For an interesting take on minority and majority party politics check out Act 3 of This American Life episode 325.

January 3, 2008

Science Quiz

Hey, the scientist in me is not completely asleep. I fully expected not to pass this quiz but instead I did rather well.

JustSayHi - Science Quiz

I have to say that I think that the one physics question was a bit above 8th grade level in my opinion. I also don't remember studying so much earth science that early.

Try taking the test. It only takes a few minutes. Let me know how you do.

I've posed before about my misadventures in middle school science class and I don't want to misrepresent the extent to which I learned anything in 8th grade. As Kid Dammit has attested to in the comments, my ability to pass the aforementioned quiz has nothing to do with a year which mainly consisted of throwing paper clips and batteries and endurance contests between me and KD to see who could hold on to the leads of an electrical generator for longer while the other person frantically turned the power generating crank.

January 2, 2008

Happy New Year

I live in a college town, fifty thousand students and fifty thousand plain old town residents right next to each other. One of the odder aspects of this situation is how the town completely changes gears over winter and summer breaks.

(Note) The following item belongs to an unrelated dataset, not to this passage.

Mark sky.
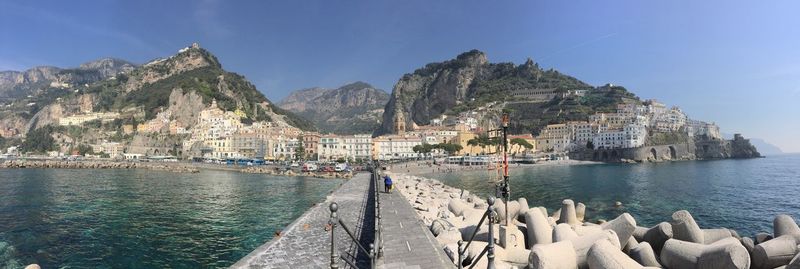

In most places, New Year's Eve is one of the most happening times of the year. Here however, it feels a ghost town. Everything is closed and almost no one is out. A typical Thursday when school is in session has ten times the number of people walking around. This year there were a few isolated pockets of no coats* on the streets but only a token amount.

While I was going out for some pizza, I did see a hilarious no coat scene. Two drunken swaying short skirted girls standing in a half foot of snow by the side of the road. They were holding on to each other (presumably for balance) and they had such a look of bewilderment on their faces that I had to imaging that they were completely surprised as to how they came to be standing in a snow drift without any pants.

Maybe, I'm wrong to find that amusing. Maybe, that's just where the aliens dropped them off, or where the teleportation/time traveling device happened to put them. You know you've got to look your foxiest when being abducted, teleporting or time traveling.

I just remembered that there's more to the no coat New Year's Eve story. After driving by the lost snow drift girls, I wandered around a bit looking for a pizza place that was open. None of them were so I pulled into a Subway for a sandwich. As I'm pulling in, I spotted two guys walking on the sidewalk, one of them carrying an empty keg. Just as I noted to myself that one guy was wearing sandals, the guy with the keg slips on the ice and the keg bounces on the pavement right onto the sandaled guy's foot and ankle. He screams in pain then turns the scream into a forced laugh while his friend is picking himself up. Even though the keg was clearly empty, I was a little worried that he might have broken his foot but he just kept up his laugh/screaming, rubbed his foot and hobbled on down the street.

On my way out from Subway, I saw them walking back and that guy was only barely limping. As well that ends well I guess.

*No coats are what S and I call the girls that brave the rain, snow, sleet and freezing cold to go from club/bar to club/bar without any clothing designed to shield their skinny little arms from the weather. Typically seen lined up outside of popular club/bars in the dead of winter.